O juiz Wladymir Perri, da 12ª Vara Criminal de Cuiabá, desclassificou o crime de homicídio doloso imputado à médica Letícia Bortolini, que escapou de ir a júri popular pelo atropelamento que vitimou o verdureiro Francisco Lúcio Maio.
A decisão é desta quinta-feira (24) e atendeu ao recurso da defesa da médica.
Logo no início da decisão, o magistrado afirmou que não há dúvidas sobre a materialidade e que os elementos de prova demonstram que a médica atropelou o verdureiro.
Por outro lado, entendeu ser necessário fazer juízo de retratação para afastar o dolo da conduta atribuída à ré.
Sobre o estado de embriaguez que a acusada estaria no momento do acidente, conforme o juiz, não há provas de que Bortolini contundentes dessa circunstância apontada na denúncia.
Perri citou que um médico legista atestou que os sinais vitais da acusada eram normais e refutou o testemunho de um policial militar, após ver divergências nos depoimentos prestados por ele.
“Assim, analisando todo o conjunto de elementos que compõem o acervo probatório, ENTENDO NÃO HAVER PROVAS HÁBEIS AO RECONHECIMENTO DA ALTERAÇÃO DA CAPACIDADE PSICOMOTORA DA ACUSADA PELA INGESTÃO DE BEBIDA ALCOÓLICA, de modo que a tese da acusação, nesse aspecto, se classificaria como pouco provável, não ensejando sua admissão em sede de pronúncia”.
Em relação ao excesso de velocidade, o juiz averiguou que os laudos produzidos nos autos acabaram sendo anulados e que o documento adotado como referência de valores, nunca foi juntado no processo.
“Em sendo assim, mesmo que a acusada tenha imprimido velocidade acima daquela regulamentar, não excedendo mais de 50 ( Cinquenta ) quilômetros por hora a velocidade da via, não visualizo a mínima probabilidade de ter havido excesso extraordinário, a indicar ter ela assumido o risco do resultado danoso”, completou.
Ainda na decisão, ele rebateu a acusação, de que o fato de a acusada não ter parado para prestar socorro à vítima, teria assumido o resultado de morte.
“Ademais, há severas dúvidas se a acusada Letícia Bortolini teria deixado voluntariamente de parar o veículo e prestar socorro ou apenas não teria percebido ter atropelado a vítima”.
“Portanto, analisando as provas produzidas no inquérito policial e em juízo, compreendo não haver circunstâncias anormais que, minimamente, indiquem a hipótese da acusada ter assumido o risco de produzir o resultado danoso, não ultrapassando o fato, APESAR DE TRÁGICO, à ordinária hipótese de delito culposo”, concluiu o magistrado.
Com a desclassificação, o caso será remetido para um juízo competente.
O caso
O acidente que matou o verdureiro Francisco Lucio Maia ocorreu no dia 14 de abril de 2018, em Cuiabá.
A médica chegou a ser presa, mas ficou três dias encarcerada, quando o desembargador Orlando Perri, do Tribunal de Justiça de Mato Grosso, revogou a prisão.
Ao apresentar a denúncia, o Ministério Público acusou-a de conduzir o veículo alcoolizada e em velocidade incompatível com o limite permitido na Avenida Miguel Sutil, onde ocorreu o acidente, “assim como assumindo o risco de produzir o resultado, matou a vítima Francisco Lucio Maia”.

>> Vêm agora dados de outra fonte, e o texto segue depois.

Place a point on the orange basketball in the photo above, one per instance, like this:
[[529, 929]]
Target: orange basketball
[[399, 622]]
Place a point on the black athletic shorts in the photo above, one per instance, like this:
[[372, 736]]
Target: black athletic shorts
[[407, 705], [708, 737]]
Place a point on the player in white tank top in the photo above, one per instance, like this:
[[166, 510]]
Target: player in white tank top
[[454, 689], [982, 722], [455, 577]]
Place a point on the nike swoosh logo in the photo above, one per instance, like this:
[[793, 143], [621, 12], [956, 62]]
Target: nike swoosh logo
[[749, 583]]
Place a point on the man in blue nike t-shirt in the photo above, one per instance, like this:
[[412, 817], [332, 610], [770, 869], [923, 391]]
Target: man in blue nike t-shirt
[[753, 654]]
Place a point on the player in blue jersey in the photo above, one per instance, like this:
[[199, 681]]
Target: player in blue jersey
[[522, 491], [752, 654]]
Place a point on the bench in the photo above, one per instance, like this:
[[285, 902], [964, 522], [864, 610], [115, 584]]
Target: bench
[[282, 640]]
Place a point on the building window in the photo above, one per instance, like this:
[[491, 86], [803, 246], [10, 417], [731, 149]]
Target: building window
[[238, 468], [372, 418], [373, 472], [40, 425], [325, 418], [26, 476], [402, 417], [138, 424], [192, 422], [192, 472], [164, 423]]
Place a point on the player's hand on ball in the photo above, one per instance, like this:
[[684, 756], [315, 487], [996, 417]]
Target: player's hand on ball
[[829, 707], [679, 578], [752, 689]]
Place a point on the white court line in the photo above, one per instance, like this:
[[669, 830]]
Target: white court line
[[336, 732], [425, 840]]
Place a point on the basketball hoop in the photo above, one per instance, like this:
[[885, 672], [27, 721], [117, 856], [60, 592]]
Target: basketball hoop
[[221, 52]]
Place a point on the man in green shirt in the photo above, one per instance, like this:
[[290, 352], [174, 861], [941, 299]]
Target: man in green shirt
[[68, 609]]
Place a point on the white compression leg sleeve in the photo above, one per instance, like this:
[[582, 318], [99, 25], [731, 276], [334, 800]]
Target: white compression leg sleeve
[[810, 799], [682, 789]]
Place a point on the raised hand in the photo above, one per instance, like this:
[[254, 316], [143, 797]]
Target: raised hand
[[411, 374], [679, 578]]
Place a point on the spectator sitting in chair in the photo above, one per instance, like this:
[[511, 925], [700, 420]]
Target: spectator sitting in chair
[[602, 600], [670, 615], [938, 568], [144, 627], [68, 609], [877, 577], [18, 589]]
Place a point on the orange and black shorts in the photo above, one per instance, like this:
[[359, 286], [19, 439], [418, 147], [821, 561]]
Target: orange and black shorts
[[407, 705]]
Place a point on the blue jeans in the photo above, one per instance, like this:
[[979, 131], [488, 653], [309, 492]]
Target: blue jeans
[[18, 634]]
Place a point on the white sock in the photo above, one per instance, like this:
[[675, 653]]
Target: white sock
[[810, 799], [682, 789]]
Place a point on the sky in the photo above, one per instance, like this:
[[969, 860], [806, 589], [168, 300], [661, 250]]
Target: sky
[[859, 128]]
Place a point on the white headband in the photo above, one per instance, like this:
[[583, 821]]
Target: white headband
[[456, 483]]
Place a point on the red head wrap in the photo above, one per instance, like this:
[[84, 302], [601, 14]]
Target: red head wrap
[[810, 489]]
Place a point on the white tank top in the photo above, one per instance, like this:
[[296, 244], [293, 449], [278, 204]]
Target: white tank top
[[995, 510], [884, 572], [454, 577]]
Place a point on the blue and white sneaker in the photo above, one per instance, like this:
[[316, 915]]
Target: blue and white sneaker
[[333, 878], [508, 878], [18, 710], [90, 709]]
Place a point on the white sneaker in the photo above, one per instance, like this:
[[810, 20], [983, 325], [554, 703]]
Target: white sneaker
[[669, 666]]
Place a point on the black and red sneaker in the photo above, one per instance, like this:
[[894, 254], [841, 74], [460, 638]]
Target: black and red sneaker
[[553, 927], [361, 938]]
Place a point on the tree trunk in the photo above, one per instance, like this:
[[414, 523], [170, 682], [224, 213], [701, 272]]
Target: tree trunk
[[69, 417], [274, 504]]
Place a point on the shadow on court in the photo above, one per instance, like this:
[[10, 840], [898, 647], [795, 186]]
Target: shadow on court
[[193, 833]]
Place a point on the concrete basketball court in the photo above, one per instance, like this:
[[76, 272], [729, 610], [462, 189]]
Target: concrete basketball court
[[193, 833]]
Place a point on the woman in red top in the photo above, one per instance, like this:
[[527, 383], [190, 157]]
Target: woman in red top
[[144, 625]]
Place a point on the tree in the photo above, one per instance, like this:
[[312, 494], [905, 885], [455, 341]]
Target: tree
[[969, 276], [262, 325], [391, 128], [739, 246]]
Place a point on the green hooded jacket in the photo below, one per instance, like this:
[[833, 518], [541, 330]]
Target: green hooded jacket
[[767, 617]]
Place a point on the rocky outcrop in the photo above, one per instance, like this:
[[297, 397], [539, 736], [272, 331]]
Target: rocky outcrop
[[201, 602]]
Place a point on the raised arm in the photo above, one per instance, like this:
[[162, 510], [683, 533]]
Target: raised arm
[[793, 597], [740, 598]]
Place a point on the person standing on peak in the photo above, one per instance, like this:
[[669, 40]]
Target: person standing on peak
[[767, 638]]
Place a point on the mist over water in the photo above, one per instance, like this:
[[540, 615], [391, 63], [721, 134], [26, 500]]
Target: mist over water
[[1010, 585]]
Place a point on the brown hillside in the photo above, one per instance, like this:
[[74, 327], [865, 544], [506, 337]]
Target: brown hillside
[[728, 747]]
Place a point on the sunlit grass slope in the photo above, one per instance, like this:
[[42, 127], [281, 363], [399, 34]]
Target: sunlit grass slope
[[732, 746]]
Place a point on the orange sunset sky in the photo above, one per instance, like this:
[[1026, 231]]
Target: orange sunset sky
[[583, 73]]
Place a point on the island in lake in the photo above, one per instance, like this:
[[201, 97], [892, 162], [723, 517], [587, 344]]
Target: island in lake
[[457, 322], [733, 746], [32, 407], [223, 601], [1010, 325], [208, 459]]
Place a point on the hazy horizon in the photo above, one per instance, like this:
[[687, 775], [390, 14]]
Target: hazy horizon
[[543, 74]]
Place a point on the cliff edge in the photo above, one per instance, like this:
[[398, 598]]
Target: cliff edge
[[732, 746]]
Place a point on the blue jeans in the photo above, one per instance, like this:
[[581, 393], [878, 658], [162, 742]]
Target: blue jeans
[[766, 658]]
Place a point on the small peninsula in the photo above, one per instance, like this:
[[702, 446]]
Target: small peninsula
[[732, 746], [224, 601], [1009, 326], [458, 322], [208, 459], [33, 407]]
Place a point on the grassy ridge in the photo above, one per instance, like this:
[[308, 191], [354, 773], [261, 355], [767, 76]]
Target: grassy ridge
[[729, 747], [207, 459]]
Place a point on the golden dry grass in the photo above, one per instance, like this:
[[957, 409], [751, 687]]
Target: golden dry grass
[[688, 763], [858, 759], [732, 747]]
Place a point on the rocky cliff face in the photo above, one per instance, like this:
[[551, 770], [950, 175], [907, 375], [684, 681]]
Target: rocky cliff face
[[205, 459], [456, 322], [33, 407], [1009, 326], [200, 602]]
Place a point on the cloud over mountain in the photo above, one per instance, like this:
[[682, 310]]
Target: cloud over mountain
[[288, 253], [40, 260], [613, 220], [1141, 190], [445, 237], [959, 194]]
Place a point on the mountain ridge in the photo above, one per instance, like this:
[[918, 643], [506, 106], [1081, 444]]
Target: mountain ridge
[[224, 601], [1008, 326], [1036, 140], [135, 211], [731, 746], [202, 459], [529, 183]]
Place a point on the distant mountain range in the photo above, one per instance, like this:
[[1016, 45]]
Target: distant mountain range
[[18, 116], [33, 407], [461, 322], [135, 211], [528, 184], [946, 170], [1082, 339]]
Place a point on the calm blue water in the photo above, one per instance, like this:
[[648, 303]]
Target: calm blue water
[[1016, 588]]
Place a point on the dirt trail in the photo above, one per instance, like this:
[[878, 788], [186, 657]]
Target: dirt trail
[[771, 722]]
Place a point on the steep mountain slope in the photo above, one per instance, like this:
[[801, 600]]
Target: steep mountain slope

Ainda segundo o MP, a denunciada, após atropelar o verdureiro, deixou de prestar socorro imediato à vítima, bem como afastou-se do local do acidente para fugir à responsabilidade civil e penal.
“Segundo restou apurado, a denunciada Leticia Bortolini e seu esposo Aritony de Alencar Menezes, ambos médicos, na data dos fatos (sábado) estiveram no evento denominado Braseiro que, dentre outras características, operava no sistema open bar (consumo livre de bebida alcoólica), sendo que certamente permaneceram no local das 14 horas até aproximadamente 19h30. Mesmo tendo ingerido bebida alcoólica a denunciada assumiu a condução do veículo pertencente ao casal”, diz trecho da denúncia.
Na denúncia, o órgão ressaltou que assim que atropelou o verdureiro, a médica seguiu a condução do veículo, sob a influência de álcool, operando manobras em zigue-zague até a entrada do seu condomínio, no bairro Jardim Itália, conforme relato de testemunha.